Tetapi Rania lebih memilih di pesantren yang kedua karena lebih dekat dengan sekolahnya. Setiap hari harinya kini nggak pernah mempunyai waktu kosong. Ia disibukkan dengan kegiatannya sendiri. Belajar pelajaran pesantren maupun pelajaran sekolah belum lagi extrakurikuler di sekolah.

Rania setelah satu semester di pesantren dan setelah ia mendalami ilmu yang di dapatnya tiba saatnya ia khotmil qur’an bin nadhor. Semua santri yang ikut khotmil Qur’an pun disuruh untuk menghubungi orang tuanya masing masing. Rania secepatnya mengabari papah dan bunda untuk memberi tahu kalau anaknya dua hari lagi khotmil Qur’an.

Tut... tut... suara tenfon pondok  menyambungkan ke nomor telfon papah Rania. Dengan heran papah melihat nomor pondok Rania masuk dilayar telfon papah Rania. Sebelumnya ia takut dan berfikiran kalau Rania melakukan kesalahan yang tidak sewajarnya sehingga pesantren menelfon papah.

”Kenapa ya, aku angkat dulu  sajalah supaya nggak su’udzon,”  batin papah sambil memencet tombol angkat dengan takut. Takut kalau anaknya kenapa-napa.

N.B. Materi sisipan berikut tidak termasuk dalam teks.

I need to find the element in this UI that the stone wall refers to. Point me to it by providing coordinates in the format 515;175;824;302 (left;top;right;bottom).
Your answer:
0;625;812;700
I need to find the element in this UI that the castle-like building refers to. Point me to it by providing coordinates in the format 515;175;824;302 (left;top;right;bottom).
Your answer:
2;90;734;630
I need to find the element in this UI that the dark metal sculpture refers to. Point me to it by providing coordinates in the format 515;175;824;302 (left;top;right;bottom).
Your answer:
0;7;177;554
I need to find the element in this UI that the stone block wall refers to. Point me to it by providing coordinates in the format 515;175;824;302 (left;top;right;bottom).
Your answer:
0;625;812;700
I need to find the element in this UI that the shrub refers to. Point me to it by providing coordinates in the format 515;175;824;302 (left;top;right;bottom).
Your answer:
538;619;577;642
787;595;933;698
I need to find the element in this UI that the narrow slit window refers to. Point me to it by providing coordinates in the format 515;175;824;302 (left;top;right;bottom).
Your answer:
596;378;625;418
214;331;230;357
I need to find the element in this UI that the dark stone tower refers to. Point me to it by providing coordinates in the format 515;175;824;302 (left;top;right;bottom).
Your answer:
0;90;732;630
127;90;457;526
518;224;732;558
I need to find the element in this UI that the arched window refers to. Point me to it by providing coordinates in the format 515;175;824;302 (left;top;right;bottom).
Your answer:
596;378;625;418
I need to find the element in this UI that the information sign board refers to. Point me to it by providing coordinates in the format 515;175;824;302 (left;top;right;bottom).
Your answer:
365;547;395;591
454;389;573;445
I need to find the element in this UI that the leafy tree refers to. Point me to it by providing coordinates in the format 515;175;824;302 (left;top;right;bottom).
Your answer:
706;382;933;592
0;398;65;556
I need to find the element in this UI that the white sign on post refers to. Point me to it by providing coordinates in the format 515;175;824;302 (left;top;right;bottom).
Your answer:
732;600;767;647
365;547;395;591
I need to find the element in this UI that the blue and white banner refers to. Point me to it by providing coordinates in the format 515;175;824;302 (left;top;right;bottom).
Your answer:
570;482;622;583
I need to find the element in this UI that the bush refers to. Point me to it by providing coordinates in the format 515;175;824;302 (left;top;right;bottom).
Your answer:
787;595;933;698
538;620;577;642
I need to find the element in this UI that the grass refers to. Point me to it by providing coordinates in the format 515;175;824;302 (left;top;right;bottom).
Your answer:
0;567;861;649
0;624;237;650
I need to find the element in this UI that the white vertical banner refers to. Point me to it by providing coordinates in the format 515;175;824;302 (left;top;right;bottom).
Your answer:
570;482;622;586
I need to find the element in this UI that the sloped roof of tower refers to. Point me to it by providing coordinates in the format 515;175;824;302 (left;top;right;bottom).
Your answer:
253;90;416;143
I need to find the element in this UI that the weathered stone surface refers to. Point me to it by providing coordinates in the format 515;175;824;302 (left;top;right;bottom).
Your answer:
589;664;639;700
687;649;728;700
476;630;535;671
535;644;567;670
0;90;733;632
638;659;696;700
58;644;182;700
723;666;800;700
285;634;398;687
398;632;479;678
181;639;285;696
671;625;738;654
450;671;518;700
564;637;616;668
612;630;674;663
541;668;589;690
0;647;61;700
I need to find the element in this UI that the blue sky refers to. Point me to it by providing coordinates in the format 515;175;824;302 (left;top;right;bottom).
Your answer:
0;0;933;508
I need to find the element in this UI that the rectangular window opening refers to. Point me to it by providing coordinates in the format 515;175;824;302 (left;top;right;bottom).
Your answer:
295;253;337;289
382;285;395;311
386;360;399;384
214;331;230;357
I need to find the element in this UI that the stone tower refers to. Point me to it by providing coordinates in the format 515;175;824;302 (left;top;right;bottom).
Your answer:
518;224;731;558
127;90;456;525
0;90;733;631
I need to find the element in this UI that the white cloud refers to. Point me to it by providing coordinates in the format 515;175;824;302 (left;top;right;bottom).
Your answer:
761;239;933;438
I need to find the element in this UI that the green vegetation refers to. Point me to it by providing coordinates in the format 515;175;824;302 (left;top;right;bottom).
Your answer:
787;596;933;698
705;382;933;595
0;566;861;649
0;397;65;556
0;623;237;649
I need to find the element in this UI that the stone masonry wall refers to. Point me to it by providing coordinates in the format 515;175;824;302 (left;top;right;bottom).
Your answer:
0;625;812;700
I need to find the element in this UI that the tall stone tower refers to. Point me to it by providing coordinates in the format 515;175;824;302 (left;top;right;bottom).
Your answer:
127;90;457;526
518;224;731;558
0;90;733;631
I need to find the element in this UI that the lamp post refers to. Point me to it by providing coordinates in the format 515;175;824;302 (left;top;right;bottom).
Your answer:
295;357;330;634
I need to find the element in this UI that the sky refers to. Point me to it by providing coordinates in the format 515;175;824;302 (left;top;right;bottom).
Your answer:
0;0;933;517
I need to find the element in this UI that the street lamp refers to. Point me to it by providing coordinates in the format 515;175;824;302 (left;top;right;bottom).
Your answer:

“Assalamu’alaikum. Ada apa ya kok tumben saya di telfon. Emangnya anak saya melakukan kasalahan yang tidak wajar ya?” papah Rania langsung bertanya tanya sebelum salamnya dijawab.

“Wa’alaikumsalam. Nggak kok, Pak. Rania baik-baik saja,” jawab Rania meledek papahnya pura pura menyamarkan suaranya.

”Terus kenapa?” tanya papahnya lagi. Papahnya masih tidak tahu kalau itu adalah anaknya sendiri.

”ih Papah kok masih nggak tahu juga sih. Papah udah lupa ya sama anaknya sendiri,” ungkap Rania.

”Ya ampun anakku saya........ng kamu kok nggak bilang dari tadi kalau ini kamu,” ucap papah Rania dengan nada rindu campur bahagia. Papah merasa lega bisa mendengar suara anak kandungnya sendiri.

”Habis papah ngomongnya nggak ada hentinya sih ngatain kalau aku itu punya salah terus,” ucap Rania dengan nada manja dan ngambek.

”Iya iya papah minta maaf buat tadi ya sayang. Em...kira kira papah di maafin nggak ya..??”

”Ya di maafinlah masak papah satu-satunya nggak di maafin. Itu aku mau beri tahu papah sama bunda kalau dua hari lagi papah dan bunda disuruh datang ke pondok karena aku akan khataman bin nadhor,” jelas Rania agak menyombongkan dirinya sedikit karena udah dikatain punya kesalahan.

“Wah, emang benar. Nggak salah denger nih papah,” ledek papah pada Rania.

“Kamu emang anak papah yang paling hebat. Nggak disangka anakku yang dulu nggak bisa membaca tulisan Arab, dan sekarang tiba tiba malah aku  dan bunda di minta untuk wali murid khataman al-Qur’an. Sungguh ajaib,” ucap dalam hati papah Rania.

Dua hari yang di tunggu pun telah datang, papah dan bunda datang ke pesantren Rania untuk menjadi wali murid sekalian menyaksikan anaknya menghafal surat surat pendek.
Selesai acara khotmil qur’an, semua yang datang meneteskan air mata terutama papah dan bunda Rania dan memberi tepuk tangan dengan meriah.

Ketika Rania turun dari panggung seketika itu juga papah dan bunda memeluknya erat. Terharu dan bangga anaknya yang dulu belum bisa baca al-Qur’an ternyata sekarang sudah khatam al-Qur’an.

Setelah Rania lulus berapa tahun kemudian ia sudah punya usaha sendiri yang bisa dibilang sukses. Rania baru badar kalau apa yang di bilang papahnya dulu itu benar semua akan bermanfaat dimanapun dan kapanpun sehingga ia tidak lupa berbagi ke sesama.